"Homer has done his best to make the men of the Trojan war gods, and the gods men" (Longinus) Discuss this statement.
Troy is a heroic world, centred on the battlefield, where human worth is utmost and measured by the very warriors who dominate it. A place where "the spirits of death stand close beside us/ in their thousands" and the heroes compete with the ultimate risk to win glory, The Iliad is very much a poem about the grimness of mortality. Running along side this and occasionally dabbling in it is the world of the immortal and everything that is divine, the gods "who have their homes on Olympos". .
The gods are an integral pert of The Iliad, they not only provide the traditional mythological background but they also dictate the action of the poem. For instance in book fourteen, Hera deceives Zeus into sleep, which causes Trojan successes to be reversed and in book fifteen, Zeus reawakens and causes the Trojans to pursue the Greeks back to the ship once again. Also, scenes such as in book one where we see Zeus and Heras domestic carry on, add a much needed entertaining and comic dimension to the real battle ensuing on the mortal plane.

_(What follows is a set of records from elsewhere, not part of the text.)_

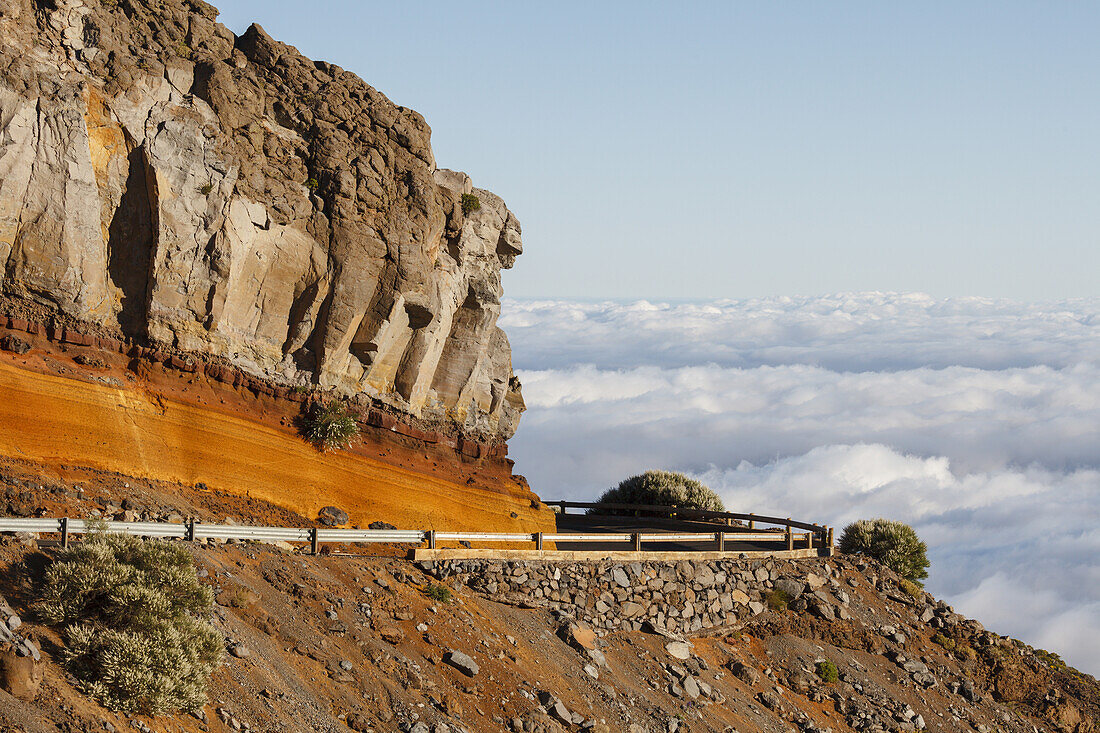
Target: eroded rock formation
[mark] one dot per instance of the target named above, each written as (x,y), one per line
(226,196)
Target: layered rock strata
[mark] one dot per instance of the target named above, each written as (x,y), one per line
(222,196)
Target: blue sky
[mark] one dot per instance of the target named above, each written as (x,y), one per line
(741,150)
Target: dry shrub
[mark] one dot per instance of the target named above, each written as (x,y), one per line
(131,613)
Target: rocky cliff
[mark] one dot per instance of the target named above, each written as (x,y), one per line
(177,186)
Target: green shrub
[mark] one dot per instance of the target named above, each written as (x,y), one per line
(827,671)
(439,593)
(778,600)
(662,489)
(330,426)
(470,203)
(131,614)
(893,544)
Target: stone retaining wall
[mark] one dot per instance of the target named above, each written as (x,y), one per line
(684,597)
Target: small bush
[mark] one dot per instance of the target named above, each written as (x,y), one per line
(778,600)
(131,615)
(438,593)
(330,426)
(827,671)
(470,203)
(663,489)
(945,642)
(893,544)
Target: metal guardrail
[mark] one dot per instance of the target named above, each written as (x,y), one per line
(196,532)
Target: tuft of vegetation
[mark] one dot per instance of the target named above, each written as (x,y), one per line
(893,544)
(778,600)
(131,614)
(330,426)
(827,671)
(470,203)
(663,489)
(438,593)
(945,642)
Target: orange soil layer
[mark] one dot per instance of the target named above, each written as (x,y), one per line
(139,431)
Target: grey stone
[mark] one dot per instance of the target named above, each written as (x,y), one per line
(678,649)
(462,662)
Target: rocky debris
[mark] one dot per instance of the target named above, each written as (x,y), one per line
(14,343)
(332,516)
(659,597)
(462,662)
(20,659)
(298,226)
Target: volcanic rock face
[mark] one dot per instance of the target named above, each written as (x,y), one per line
(226,196)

In general, I agree that superficially, Homer does "do his best to make the men of the Trojan War gods, and the Gods men". The gods are physically and socially similar to men, there is evidence that they share the same desires as men, for glory and also sexually. On a literal level there are the warriors epithets, "godlike" and incidentally there are those in the poem who are more "godlike" than others, the children of gods such as Achilleus, Aineias and Sarpedon.
In this essay I will discuss these points; however I do believe that Homer does not do this simply to exult the deeds of men to god like status or to demean the gods. Rather he subtly uses the similarities to highlight the essential difference between gods and men: this being the nature of the human condition.